Reminiscence and Resource Centre

Nothing is too much trouble for Betty - 1948
How much more happy is the atmosphere in a department when it contains workers who are of a cheerful disposition! Ray of sunshine in Dept 324 is that always cheerful packer, Mrs Betty Carpenter, whose contentment seems to be infectious and spreads right through the department, although in the accompanying picture she looks far from happy.
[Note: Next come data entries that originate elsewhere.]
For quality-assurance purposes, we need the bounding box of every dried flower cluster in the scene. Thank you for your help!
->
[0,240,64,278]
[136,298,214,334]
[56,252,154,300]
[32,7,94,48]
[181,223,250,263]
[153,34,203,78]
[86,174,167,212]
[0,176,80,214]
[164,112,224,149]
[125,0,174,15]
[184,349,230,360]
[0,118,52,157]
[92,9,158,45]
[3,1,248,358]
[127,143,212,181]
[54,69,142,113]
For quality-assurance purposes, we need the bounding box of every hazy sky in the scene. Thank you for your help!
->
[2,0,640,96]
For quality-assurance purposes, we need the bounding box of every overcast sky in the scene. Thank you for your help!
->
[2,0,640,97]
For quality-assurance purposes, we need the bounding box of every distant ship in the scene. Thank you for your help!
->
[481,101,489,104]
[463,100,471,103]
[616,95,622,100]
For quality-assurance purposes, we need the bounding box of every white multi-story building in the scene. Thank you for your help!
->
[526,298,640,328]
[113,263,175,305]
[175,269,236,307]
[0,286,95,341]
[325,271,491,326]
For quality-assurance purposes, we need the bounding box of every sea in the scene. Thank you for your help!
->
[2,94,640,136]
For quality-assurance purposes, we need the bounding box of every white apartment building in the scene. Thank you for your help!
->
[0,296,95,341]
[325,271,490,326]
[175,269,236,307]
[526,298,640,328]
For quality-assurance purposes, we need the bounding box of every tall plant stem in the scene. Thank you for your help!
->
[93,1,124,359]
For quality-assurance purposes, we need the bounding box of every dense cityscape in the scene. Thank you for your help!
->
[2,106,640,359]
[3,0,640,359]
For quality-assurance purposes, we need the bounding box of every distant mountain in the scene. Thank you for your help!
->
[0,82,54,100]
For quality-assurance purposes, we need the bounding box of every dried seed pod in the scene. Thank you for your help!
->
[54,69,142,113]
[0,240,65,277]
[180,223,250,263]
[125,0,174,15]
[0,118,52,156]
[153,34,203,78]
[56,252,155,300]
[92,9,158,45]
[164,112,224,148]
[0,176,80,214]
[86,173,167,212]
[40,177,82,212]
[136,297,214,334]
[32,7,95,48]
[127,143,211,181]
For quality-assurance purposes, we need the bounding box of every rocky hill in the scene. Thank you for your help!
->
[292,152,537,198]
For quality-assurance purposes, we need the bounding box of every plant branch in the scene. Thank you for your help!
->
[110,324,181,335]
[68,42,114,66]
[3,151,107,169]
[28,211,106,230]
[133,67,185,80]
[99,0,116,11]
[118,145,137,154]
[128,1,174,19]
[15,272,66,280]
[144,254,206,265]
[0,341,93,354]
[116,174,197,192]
The other girls were chipping her and she was trying not to laugh. What is the secret of her happiness? Probably it is because she was married recently, and in her dreams is already living in that house, for which she prepares so busily in the evenings, or again it may be because she likes her work here so much. Betty came to East Tilbury in September, 1946, and went straight to Dept 324 as a packer, and there she has remained ever since.
This was not her first experience of that kind of work, however, for quite a number of years, 24 years old Betty worked as a packer in a neighbouring margarine factory, but now she infinitely prefers shoes and plimsolls to margarine. Before that again, Betty worked for a time as an assistant cook at a local hospital, but although she loves cooking, she found catering for a large number of people too much. Betty and her husband, who works in Purfleet at present live with her parents, but both are busily preparing for the day when they can get a house of their own. At the moment they are both making a rug, and they have many more plans as to what furniture they can make themselves. So, in the evening, after Betty has finished with the cooking and washing up, she settles down to getting on with the rug, or else to knit a pullover or cardigan. She only rarely goes to the pictures and does not like dancing at all. “Give me some knitting or mending to do, or something to occupy my ;ands, and I shall be happy,” she told Bata Record. Foreman Pat Rogers is very proud of having Betty working with him. “She was married recently, but I do hope she will stay on at work here,” confided Pat, “ she is a good worker for whom nothing is too much trouble, and everyone here would miss her cheerfulness.”